My honey is a good example. He and I don't agree on everything, which is the way of any relationship. And generally it doesn't bother me. But lately everything has been bothering me (I've turned into an all-round grouch lately, please don't take it personally). Including W's stubbornness, which is approximately equal to my own. So I had a bit of a blow-up, where I was close to going off the deep end and doing something stupidly drastic, as is my wont. Even though I realized I was being unreasonable. I got to thinking it through later, and now I take the approach that he's not going to change his opinion, so why bother banging my head against a brick wall. My head will just hurt and I won't get anywhere anyways.

Serenity now!

Sunday, August 01, 2004

Once upon a ferris wheel

I remember going to Buffalo Days, the annual fair in Regina, when I was about 14 years old. My little brother and I got to go by OURSELVES. We were the epitome of cool and grown up. I had enough money saved to get my ride ticket, and Mom gave me enough for K's ticket. And I took some extra because fair food is full of sugary fatty goodness, and we all know how much I like sugary fatty goodness. So Mom dropped us off and we had a few hours of freedom before we had to meet her somewhere. Which I don't think I listened to or remembered, but it didn't bother me at the time of dropoff.

So my aunt, who went every year with her kids, had told us we could get day passes for cheap, which included the fair entry fee. Lo and behold, when we went to get some of these, turns out they were out of these advance tickets. Mom dropped us off cheerfully though, in the knowledge that I was responsible and could handle it. So, fine, we had to pay the entry fee. I paid the childrens' fare for K, who was 12, and the student fare for me. And then we went to get our ride tickets.

Which is when some nagging little fears started to poke and prod me. The tickets were more than my aunt had said. And I hadn't counted on paying the gate fee when I calculated money to bring for extras. So I ended up with around 40 cents left after paying for the ride tickets. But hey, that was fine, we had RIDE TICKETS! We went on so many rides. I've always been a firm believer in going early so you can beat out all the after-work people and the sleep-in-till-mid-afternoon people. We could go on any ride without waiting, it was great. We rode for hours, finally stopping to go get a drink of free water, which was the only kind we could afford.
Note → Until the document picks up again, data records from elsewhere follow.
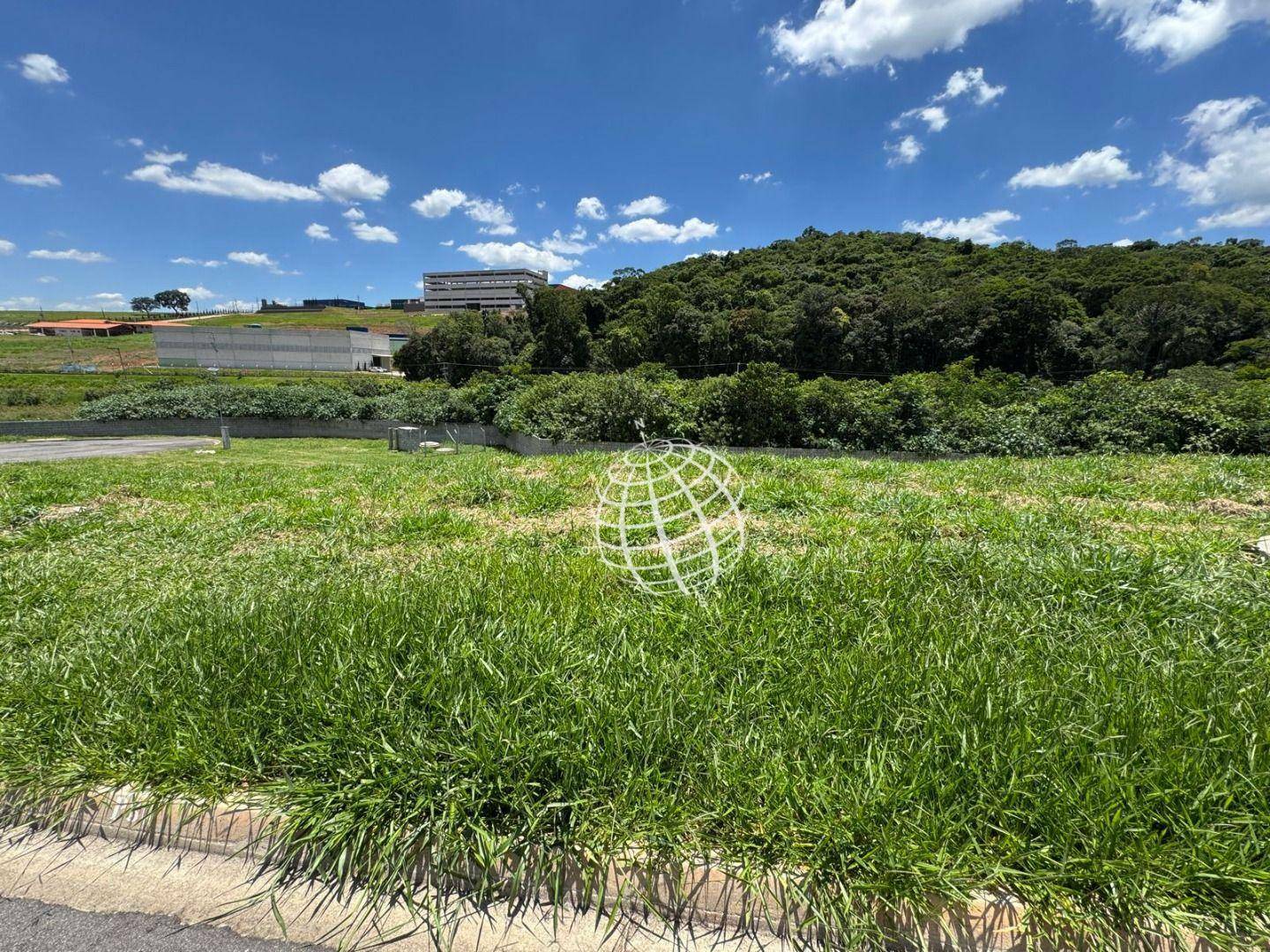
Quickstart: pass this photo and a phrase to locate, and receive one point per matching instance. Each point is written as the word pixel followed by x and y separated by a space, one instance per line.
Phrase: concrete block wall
pixel 467 433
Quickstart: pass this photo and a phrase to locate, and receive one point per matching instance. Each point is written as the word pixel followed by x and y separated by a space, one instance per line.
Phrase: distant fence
pixel 467 433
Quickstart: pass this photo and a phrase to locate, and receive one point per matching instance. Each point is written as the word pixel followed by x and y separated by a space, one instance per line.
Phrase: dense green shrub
pixel 598 406
pixel 1198 409
pixel 314 401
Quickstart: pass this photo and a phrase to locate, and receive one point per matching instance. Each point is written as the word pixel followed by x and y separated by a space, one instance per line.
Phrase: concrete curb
pixel 693 897
pixel 467 433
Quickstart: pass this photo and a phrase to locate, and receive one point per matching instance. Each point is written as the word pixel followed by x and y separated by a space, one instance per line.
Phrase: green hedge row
pixel 955 410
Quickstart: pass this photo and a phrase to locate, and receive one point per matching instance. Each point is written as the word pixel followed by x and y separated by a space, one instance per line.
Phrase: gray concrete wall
pixel 467 433
pixel 270 348
pixel 245 427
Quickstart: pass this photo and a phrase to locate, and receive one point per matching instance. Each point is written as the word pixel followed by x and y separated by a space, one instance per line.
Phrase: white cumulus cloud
pixel 161 158
pixel 1231 165
pixel 71 254
pixel 649 205
pixel 43 69
pixel 517 254
pixel 572 244
pixel 934 115
pixel 439 202
pixel 982 228
pixel 644 230
pixel 1099 167
pixel 492 216
pixel 40 179
pixel 372 233
pixel 591 207
pixel 216 179
pixel 903 152
pixel 258 259
pixel 578 282
pixel 1179 29
pixel 869 32
pixel 972 83
pixel 352 183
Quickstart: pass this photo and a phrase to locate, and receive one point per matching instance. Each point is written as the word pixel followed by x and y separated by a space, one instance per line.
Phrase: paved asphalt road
pixel 29 926
pixel 48 450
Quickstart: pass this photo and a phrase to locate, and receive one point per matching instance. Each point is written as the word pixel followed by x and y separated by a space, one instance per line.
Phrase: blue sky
pixel 292 150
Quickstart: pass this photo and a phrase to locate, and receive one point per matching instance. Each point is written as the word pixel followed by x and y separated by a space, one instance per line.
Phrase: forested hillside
pixel 880 303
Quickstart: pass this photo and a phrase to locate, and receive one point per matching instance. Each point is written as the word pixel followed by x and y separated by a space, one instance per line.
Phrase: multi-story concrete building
pixel 274 348
pixel 475 291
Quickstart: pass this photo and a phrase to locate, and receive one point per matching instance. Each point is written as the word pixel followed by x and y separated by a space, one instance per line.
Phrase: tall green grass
pixel 1047 677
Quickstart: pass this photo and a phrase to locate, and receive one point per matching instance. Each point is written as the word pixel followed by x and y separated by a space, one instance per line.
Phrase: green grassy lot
pixel 31 352
pixel 28 316
pixel 1042 675
pixel 36 352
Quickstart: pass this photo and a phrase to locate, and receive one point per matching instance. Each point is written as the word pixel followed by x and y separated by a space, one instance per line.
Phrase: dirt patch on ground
pixel 1231 507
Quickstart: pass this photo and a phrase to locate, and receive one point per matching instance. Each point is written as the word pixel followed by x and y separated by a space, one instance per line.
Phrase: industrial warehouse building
pixel 276 348
pixel 474 291
pixel 88 328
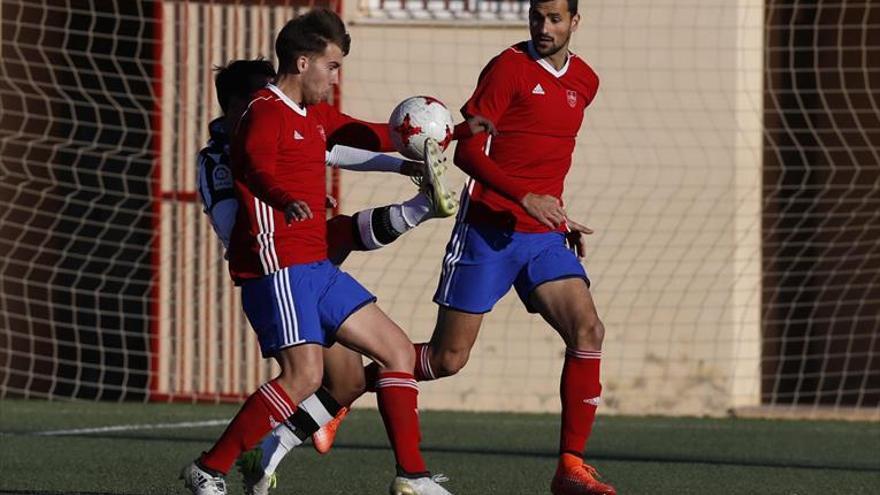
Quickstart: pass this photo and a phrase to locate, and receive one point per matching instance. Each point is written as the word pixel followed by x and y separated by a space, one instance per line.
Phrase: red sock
pixel 398 395
pixel 261 412
pixel 580 390
pixel 423 371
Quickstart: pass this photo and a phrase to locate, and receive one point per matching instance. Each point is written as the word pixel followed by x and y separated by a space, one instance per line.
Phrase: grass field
pixel 481 453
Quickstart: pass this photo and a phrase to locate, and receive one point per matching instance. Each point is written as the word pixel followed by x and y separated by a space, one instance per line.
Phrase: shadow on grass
pixel 534 454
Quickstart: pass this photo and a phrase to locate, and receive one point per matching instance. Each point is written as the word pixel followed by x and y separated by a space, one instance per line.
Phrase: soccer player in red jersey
pixel 364 231
pixel 295 299
pixel 511 228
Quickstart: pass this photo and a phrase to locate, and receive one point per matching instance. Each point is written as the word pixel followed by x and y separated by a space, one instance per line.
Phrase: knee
pixel 449 362
pixel 588 335
pixel 402 358
pixel 301 382
pixel 348 392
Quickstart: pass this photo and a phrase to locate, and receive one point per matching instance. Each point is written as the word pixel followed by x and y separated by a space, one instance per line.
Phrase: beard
pixel 552 49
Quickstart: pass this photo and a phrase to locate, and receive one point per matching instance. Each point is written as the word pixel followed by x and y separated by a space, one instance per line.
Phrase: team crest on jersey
pixel 222 177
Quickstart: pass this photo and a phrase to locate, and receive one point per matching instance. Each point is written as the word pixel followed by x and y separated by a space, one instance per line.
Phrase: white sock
pixel 276 445
pixel 410 213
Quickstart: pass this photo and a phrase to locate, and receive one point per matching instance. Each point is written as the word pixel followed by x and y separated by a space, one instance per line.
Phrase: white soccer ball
pixel 416 119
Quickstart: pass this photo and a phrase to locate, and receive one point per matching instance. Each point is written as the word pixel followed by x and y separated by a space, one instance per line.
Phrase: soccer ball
pixel 416 119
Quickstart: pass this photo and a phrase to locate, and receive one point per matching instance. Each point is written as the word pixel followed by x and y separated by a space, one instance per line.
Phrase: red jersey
pixel 537 111
pixel 278 156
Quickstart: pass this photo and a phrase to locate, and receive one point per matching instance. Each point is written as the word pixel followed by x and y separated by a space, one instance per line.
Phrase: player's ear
pixel 302 63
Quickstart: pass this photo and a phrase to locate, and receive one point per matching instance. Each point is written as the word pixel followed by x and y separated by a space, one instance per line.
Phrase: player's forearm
pixel 461 131
pixel 372 136
pixel 470 157
pixel 349 158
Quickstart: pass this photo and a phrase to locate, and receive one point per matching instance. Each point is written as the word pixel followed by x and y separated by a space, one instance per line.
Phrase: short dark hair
pixel 572 5
pixel 309 34
pixel 240 78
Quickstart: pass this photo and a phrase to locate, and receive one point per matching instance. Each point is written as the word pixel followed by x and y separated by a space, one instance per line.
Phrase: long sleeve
pixel 260 135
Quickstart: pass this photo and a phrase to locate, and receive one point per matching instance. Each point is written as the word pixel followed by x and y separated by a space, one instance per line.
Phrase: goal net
pixel 729 166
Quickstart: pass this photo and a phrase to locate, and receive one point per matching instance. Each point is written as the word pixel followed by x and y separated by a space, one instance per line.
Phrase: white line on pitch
pixel 117 428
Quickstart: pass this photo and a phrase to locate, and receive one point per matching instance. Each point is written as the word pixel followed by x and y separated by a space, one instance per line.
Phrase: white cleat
pixel 443 201
pixel 200 482
pixel 427 485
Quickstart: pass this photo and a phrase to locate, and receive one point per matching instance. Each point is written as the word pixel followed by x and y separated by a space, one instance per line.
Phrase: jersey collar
pixel 292 104
pixel 543 62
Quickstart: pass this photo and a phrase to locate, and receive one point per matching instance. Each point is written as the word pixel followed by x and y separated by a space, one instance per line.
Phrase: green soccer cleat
pixel 201 482
pixel 426 485
pixel 256 482
pixel 443 201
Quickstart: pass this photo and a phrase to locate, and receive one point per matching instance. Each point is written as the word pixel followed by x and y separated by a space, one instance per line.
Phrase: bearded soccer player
pixel 512 230
pixel 295 299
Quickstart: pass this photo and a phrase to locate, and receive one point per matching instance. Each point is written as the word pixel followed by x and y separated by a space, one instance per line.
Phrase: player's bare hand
pixel 297 211
pixel 479 124
pixel 544 208
pixel 576 237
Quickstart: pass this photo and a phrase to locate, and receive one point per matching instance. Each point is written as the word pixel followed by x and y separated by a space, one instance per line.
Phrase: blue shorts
pixel 301 304
pixel 482 262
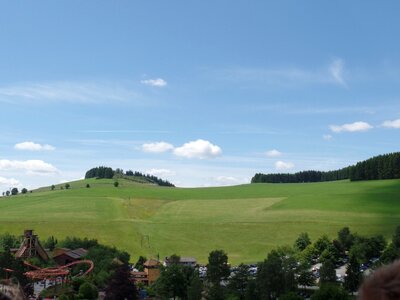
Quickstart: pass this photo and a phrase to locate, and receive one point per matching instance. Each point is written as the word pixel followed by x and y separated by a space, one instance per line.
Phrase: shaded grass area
pixel 247 221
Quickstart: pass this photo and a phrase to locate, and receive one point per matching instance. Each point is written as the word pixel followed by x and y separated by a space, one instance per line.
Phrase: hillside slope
pixel 246 221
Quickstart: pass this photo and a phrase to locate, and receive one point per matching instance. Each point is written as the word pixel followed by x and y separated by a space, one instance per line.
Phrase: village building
pixel 184 261
pixel 151 272
pixel 31 247
pixel 63 256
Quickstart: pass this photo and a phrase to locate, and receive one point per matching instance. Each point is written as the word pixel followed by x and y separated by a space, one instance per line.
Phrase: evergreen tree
pixel 217 270
pixel 327 272
pixel 120 286
pixel 330 292
pixel 353 275
pixel 302 241
pixel 195 288
pixel 217 267
pixel 172 283
pixel 239 281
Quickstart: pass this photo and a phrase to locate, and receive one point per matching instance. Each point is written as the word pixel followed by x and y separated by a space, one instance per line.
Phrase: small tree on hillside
pixel 327 272
pixel 353 275
pixel 120 286
pixel 302 241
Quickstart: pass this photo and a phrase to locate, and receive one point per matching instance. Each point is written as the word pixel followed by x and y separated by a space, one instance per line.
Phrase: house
pixel 31 247
pixel 63 256
pixel 151 272
pixel 184 261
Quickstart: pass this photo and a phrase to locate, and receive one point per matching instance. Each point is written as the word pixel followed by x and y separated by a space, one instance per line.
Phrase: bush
pixel 88 291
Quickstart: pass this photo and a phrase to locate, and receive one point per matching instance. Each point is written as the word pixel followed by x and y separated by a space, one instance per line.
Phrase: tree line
pixel 385 166
pixel 108 173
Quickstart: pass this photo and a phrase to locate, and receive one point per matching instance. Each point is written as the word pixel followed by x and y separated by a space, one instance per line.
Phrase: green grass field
pixel 246 221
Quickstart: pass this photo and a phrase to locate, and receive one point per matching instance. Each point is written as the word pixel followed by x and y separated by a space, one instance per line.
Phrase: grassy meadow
pixel 247 221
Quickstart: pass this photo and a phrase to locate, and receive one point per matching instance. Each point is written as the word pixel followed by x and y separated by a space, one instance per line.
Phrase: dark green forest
pixel 107 172
pixel 386 166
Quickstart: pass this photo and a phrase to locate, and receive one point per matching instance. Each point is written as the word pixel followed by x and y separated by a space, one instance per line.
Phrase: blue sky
pixel 200 93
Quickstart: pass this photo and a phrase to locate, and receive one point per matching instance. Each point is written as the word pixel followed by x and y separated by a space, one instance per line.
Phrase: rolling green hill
pixel 247 221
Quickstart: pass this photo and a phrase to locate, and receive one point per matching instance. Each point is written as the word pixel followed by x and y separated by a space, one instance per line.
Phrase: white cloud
pixel 229 180
pixel 160 172
pixel 30 166
pixel 282 166
pixel 273 153
pixel 9 182
pixel 336 70
pixel 352 127
pixel 68 91
pixel 31 146
pixel 157 147
pixel 198 149
pixel 392 124
pixel 158 82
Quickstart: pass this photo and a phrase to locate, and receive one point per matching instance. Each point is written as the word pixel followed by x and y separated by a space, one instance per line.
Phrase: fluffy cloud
pixel 158 82
pixel 282 166
pixel 9 182
pixel 352 127
pixel 392 124
pixel 336 70
pixel 157 147
pixel 273 153
pixel 198 149
pixel 229 180
pixel 160 172
pixel 30 166
pixel 31 146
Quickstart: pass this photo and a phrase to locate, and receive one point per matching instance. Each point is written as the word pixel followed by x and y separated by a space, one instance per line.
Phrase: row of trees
pixel 385 166
pixel 303 176
pixel 285 271
pixel 14 191
pixel 106 172
pixel 100 172
pixel 151 178
pixel 379 167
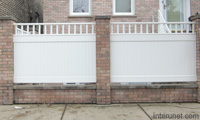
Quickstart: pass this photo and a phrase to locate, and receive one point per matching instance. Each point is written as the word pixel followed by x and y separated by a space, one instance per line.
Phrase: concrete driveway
pixel 100 112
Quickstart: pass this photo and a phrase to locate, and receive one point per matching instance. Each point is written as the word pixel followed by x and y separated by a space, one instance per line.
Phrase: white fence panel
pixel 153 57
pixel 54 59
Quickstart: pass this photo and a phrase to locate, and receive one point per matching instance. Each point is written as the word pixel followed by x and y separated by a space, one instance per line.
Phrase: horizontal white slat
pixel 152 37
pixel 64 79
pixel 54 38
pixel 87 23
pixel 54 59
pixel 155 78
pixel 151 23
pixel 153 58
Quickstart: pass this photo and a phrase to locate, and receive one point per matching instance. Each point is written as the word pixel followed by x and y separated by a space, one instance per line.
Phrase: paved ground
pixel 96 112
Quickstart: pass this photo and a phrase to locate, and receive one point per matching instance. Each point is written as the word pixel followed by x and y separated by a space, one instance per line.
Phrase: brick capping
pixel 103 17
pixel 54 87
pixel 154 86
pixel 8 18
pixel 194 17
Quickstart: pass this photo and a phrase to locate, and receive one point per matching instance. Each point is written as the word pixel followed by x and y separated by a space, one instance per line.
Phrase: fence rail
pixel 54 28
pixel 151 27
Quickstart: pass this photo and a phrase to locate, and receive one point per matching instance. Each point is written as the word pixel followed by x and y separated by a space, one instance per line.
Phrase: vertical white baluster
pixel 111 29
pixel 27 30
pixel 170 27
pixel 39 29
pixel 56 29
pixel 135 28
pixel 141 28
pixel 81 27
pixel 45 29
pixel 187 28
pixel 16 30
pixel 51 29
pixel 74 29
pixel 118 29
pixel 33 29
pixel 176 28
pixel 152 28
pixel 181 28
pixel 86 29
pixel 92 29
pixel 193 28
pixel 123 29
pixel 69 29
pixel 63 29
pixel 147 28
pixel 22 29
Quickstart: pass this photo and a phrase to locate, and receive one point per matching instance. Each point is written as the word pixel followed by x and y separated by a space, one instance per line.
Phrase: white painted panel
pixel 54 59
pixel 153 58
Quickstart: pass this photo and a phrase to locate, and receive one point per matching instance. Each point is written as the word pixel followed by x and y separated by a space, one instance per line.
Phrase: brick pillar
pixel 196 18
pixel 103 59
pixel 6 60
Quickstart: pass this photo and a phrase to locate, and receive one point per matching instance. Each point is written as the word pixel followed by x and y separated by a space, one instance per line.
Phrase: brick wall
pixel 58 11
pixel 196 18
pixel 22 10
pixel 36 7
pixel 6 61
pixel 195 6
pixel 55 96
pixel 154 95
pixel 103 59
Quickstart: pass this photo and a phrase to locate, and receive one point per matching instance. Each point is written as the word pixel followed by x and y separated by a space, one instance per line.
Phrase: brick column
pixel 196 18
pixel 103 59
pixel 6 60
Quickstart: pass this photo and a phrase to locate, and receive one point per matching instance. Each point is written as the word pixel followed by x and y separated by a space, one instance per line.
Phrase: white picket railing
pixel 162 28
pixel 151 27
pixel 54 28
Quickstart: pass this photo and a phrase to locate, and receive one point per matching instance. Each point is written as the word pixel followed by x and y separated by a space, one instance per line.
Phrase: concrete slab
pixel 183 109
pixel 110 112
pixel 31 112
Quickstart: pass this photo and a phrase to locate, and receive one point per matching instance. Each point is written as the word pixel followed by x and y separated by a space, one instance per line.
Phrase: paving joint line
pixel 145 112
pixel 63 112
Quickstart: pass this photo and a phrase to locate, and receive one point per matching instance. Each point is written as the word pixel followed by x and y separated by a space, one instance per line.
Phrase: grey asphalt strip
pixel 145 112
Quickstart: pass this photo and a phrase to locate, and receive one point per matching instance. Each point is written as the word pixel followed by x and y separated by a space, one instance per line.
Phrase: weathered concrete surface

And then the shit hit the fan. K is diabetic, and had just become so recently. His blood sugar started to get low. Which would have been fine, had we more than 40 cents with which to purchase sugary items. And at Buffalo Days, everything costs an arm and a leg. Or two legs. You don't need legs to ride. So those nagging little doubts turned into an all-out AMY FREAK SESSION. Really, it doesn't take much for this to happen. In hindsight I realize I could have gone to one of the many first aid stations they have there and begged ignominiously for some sugar, or syrup, or sweet sweet candy. But hey, I was 14, what did I know? So we ran around looking for free sugar packets, and K snarfed some of those. But it wasn't helping much, he needed real food. So I figured, take him into the Agridome where nothing was happening, and he could sit around while I ran around scrounging more sugar, or looking for miracles to happen.

And then a miracle did happen. We ran into my brother and his fiance, or my sister and her boyfriend, or some other happy related person we knew with money and food-finding capabilities. (transcendent heavenly miracle music inserted here) We were saved. And then Mom happened along too. Very convenient. So all these responsible adults were able to fix it, and life was good again.

When I explained to Mom why I couldn't buy him food, she got mad at me. For not having enough money. And when I tried to explain about the cost of the tickets, and gate fee, and freaking out, I still got no sympathy. And she didn't even pay me back for the portion of the gate fee and ride ticket I'd spent on K. Life is so unfair.